West Anatolia, first half 18th century
219 x 162 cm (7’ 2” x 5’ 4”)
Condition: very good according to age, corroded brown, outer side border missing, pile low in places, some old repairs
Warp: wool, weft: wool, pile: wool
This rare and unusual west Anatolian Bergama variant, possibly from the first half of the 18th century, is of the arch, column and tulip panel type often associated with lightly later Central Anatolian Ladik rugs, as well as the more conventional 18th century West Anatolian coupled-column genre.
The design is bilaterally symmetrical around the centre of the rug, and the confidently drawn abstracted columns, with their scattering of double hooked motifs in blue on an ivory ground, stand out in strong contrast to the red ground of the six niches that they frame. Although many design features, in particular the well-balanced rosette border and the Ladik tulip panels might suggest a Central Anatolian origin, the colours point to Western Turkey.
The rug was acquired at Rippon Boswell in 1998 (HALI 101, p. 133). It closely resembles an arguably slightly later rug (one of the very few Turkish rugs with an in-woven date) in the Joseph V. McMullan Collection at the Metropolitan Museum of Art in New York (Joseph V. McMullan, Islamic Carpets, 1965, pl. 92).

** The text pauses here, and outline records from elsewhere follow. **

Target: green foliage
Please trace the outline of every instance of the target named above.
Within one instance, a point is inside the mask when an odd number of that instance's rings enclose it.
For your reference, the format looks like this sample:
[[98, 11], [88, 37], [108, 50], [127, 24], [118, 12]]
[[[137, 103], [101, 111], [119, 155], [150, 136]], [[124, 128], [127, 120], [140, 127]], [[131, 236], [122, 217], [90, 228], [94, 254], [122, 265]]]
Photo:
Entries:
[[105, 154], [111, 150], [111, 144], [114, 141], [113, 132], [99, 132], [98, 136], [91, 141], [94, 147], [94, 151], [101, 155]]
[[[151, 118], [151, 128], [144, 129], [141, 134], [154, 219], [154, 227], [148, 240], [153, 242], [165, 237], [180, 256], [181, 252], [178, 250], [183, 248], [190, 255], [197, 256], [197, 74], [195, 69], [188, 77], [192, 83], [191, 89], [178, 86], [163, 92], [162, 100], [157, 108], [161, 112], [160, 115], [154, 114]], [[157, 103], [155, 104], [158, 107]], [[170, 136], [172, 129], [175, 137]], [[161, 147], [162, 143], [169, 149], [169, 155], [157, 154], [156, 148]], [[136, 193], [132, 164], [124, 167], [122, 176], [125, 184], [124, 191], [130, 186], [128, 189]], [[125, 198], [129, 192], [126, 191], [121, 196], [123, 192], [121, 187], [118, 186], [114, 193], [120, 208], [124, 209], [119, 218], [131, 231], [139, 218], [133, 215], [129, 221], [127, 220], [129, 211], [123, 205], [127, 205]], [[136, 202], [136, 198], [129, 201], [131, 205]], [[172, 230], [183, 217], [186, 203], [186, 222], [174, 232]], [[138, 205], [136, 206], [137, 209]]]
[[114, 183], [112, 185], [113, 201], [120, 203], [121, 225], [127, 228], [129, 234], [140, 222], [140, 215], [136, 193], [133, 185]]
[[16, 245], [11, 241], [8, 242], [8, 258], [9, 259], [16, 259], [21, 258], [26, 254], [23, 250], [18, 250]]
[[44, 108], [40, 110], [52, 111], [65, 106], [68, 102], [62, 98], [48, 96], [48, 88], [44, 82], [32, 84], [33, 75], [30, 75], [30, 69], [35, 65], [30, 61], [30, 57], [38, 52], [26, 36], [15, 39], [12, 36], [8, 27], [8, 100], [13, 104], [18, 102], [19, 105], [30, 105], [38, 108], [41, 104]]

Together with the McMullan rug and an example sold by Lefevre in London in February 1980, it is arguably best of type in this design group, later examples of which can be stiff and unappealing. Its intense colours closely match those of the squarer McMullan rug, which is dated 1182 AH (1768 CE). The Lefevre rug, while equal in draughtsmanship, had a more subdued palette and was dated to the mid-19th century.
A comparable fourth example (dated c. 1800) from the collection of Van Cortland Manor in Historic Hudson Valley was offered by Sothebys New York in December 1991, but that was cut and reduced through the centre, eliminating the central panel.